Déclencher cette procédure, très impopulaire dans les sondages, alors que Donald Trump serait très probablement acquitté par le Sénat, pourrait coûter aux démocrates les élections en novembre 2020, avertissait-elle au grand dam des progressistes.

Mais l’affaire ukrainienne a fait céder plusieurs digues.

D’une part, les élus les plus à gauche ne se gênent plus pour interpeller directement leurs leaders.

De l’autre, plusieurs modérés ont ces derniers jours annoncé qu’ils étaient désormais ouverts à une procédure de destitution, à condition que les allégations soient prouvées.

Au total, plus de 155 élus sur les 235 démocrates siégeant à la chambre basse (435 parlementaires au total) sont désormais favorables.

Chez les candidats à la primaire démocrate, les plus progressistes, Elizabeth Warren en tête, mais aussi Bernie Sanders ou Kamala Harris, tous sénateurs, appellent depuis déjà plusieurs mois à lancer une procédure de destitution.

Le centriste Joe Biden s’apprête donc à brandir à son tour cette menace.

Trump c.
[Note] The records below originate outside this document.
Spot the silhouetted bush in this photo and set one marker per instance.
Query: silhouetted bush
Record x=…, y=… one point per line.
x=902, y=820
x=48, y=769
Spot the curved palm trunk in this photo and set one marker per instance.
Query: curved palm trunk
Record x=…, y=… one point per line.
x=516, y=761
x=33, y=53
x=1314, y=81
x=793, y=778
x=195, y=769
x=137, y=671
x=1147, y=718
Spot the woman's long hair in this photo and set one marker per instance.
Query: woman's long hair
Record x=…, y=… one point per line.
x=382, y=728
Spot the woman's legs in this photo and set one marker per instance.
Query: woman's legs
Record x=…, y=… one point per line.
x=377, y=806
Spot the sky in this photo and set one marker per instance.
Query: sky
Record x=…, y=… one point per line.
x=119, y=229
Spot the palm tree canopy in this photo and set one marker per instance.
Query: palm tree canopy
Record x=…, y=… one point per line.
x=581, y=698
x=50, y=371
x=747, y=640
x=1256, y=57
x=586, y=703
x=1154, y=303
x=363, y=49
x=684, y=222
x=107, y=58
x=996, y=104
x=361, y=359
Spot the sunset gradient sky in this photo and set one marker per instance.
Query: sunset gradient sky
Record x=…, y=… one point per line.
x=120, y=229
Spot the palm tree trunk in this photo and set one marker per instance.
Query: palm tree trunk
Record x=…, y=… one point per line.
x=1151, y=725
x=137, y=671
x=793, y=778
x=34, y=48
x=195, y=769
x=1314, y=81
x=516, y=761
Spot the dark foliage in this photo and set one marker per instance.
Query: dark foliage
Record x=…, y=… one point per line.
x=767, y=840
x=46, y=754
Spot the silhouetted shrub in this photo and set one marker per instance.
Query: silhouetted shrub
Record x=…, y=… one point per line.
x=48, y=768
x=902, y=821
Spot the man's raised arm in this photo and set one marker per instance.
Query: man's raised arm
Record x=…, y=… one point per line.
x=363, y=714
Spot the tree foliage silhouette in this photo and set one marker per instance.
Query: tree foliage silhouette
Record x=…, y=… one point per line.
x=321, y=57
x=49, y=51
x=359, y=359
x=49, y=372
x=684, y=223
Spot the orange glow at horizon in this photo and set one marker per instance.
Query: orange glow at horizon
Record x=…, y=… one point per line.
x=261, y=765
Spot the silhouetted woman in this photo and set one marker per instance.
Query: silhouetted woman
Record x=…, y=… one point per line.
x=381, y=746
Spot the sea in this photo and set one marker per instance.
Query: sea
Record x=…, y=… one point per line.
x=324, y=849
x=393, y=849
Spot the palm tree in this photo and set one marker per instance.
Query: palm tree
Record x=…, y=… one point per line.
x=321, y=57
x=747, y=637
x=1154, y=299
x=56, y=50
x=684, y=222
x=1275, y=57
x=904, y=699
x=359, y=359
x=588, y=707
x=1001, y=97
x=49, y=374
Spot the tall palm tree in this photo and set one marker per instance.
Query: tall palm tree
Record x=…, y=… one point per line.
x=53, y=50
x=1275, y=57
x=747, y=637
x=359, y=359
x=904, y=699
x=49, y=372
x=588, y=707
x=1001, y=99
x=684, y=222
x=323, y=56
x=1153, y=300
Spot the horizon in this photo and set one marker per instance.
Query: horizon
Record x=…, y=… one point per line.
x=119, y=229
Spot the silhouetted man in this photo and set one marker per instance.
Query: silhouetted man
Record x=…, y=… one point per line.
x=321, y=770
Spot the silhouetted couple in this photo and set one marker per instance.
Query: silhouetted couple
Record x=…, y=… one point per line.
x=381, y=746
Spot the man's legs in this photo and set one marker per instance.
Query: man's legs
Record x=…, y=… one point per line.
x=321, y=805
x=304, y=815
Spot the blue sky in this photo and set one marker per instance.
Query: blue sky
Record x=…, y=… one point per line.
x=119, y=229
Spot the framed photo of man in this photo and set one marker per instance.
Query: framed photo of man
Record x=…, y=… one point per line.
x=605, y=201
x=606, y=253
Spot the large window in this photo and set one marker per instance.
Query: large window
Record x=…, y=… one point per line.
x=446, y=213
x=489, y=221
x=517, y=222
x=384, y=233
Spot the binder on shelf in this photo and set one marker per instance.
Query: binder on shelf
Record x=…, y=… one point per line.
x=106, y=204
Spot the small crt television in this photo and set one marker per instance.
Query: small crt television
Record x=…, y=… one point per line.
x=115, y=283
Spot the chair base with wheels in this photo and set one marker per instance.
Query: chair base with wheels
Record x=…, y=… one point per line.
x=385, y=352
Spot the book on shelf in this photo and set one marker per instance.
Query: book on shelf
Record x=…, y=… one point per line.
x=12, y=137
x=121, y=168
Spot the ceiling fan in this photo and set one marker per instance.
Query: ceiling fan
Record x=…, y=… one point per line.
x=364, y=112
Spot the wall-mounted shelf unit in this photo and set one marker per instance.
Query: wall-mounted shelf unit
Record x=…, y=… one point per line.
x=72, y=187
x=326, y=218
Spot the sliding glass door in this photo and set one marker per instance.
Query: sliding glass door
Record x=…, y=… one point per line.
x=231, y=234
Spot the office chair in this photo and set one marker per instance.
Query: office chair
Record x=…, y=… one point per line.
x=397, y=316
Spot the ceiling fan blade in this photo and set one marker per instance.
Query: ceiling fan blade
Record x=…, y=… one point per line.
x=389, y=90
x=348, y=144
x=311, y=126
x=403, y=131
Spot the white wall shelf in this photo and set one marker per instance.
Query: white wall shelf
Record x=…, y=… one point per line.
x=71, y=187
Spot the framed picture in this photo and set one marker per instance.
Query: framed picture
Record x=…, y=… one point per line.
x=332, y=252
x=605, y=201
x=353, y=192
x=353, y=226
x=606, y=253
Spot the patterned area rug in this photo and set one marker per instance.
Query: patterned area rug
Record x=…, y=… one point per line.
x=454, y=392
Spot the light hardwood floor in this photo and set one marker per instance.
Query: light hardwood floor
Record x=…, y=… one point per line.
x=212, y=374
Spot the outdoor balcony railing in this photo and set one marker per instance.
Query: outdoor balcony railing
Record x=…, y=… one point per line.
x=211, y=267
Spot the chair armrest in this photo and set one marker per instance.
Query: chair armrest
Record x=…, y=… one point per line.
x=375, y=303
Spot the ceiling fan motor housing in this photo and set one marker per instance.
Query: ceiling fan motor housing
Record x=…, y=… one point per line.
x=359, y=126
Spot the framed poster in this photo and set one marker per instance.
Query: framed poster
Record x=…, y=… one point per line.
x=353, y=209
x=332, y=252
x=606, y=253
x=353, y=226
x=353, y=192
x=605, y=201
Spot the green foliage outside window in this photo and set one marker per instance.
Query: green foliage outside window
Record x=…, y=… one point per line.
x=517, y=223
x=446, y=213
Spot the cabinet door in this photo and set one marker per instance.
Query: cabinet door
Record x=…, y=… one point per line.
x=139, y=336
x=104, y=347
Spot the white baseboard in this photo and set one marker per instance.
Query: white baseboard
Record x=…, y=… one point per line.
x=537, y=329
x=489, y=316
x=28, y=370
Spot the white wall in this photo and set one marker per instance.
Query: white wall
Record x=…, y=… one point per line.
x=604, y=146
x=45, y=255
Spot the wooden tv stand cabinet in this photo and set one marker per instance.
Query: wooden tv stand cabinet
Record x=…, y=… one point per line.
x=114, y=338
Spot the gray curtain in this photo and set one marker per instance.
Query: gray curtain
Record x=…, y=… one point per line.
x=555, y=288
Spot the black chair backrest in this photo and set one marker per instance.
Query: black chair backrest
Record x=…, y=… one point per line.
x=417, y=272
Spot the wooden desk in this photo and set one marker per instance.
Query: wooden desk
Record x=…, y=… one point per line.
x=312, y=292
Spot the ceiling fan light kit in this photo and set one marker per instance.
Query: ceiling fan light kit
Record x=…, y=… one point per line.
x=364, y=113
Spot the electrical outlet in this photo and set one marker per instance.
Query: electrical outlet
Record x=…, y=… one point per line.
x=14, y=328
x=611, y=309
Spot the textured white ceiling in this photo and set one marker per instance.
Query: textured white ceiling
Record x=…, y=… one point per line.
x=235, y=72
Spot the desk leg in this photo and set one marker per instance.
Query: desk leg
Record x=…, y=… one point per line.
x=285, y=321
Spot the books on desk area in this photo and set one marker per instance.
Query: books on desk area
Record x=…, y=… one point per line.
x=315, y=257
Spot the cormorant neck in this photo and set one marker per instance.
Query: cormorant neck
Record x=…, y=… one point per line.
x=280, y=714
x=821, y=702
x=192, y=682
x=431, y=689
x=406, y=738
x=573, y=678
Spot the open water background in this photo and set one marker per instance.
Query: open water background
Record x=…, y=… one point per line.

Biden

Pour lui, la bataille autour de l’affaire ukrainienne est personnelle Donald Trump et son entourage n’ont de cesse de tenter de retourner les soupçons contre Joe Biden, l’accusant avec son fils Hunter d’être «corrompus».

Ce dernier a travaillé pour un groupe gazier ukrainien à partir de 2014, lorsque son père était vice-président.

Au cœur de toute l’affaire: une conversation téléphonique organisée cet été entre les dirigeants ukrainien et américain.

Un mystérieux lanceur d’alerte, membre des services de renseignement américains, a fait peu après un signalement à sa hiérarchie pour sonner l’alarme sur cet appel.

Si M. Trump a admis publiquement avoir mentionné Joe et Hunter Biden lors de cette conversation, il dément fermement toute pression.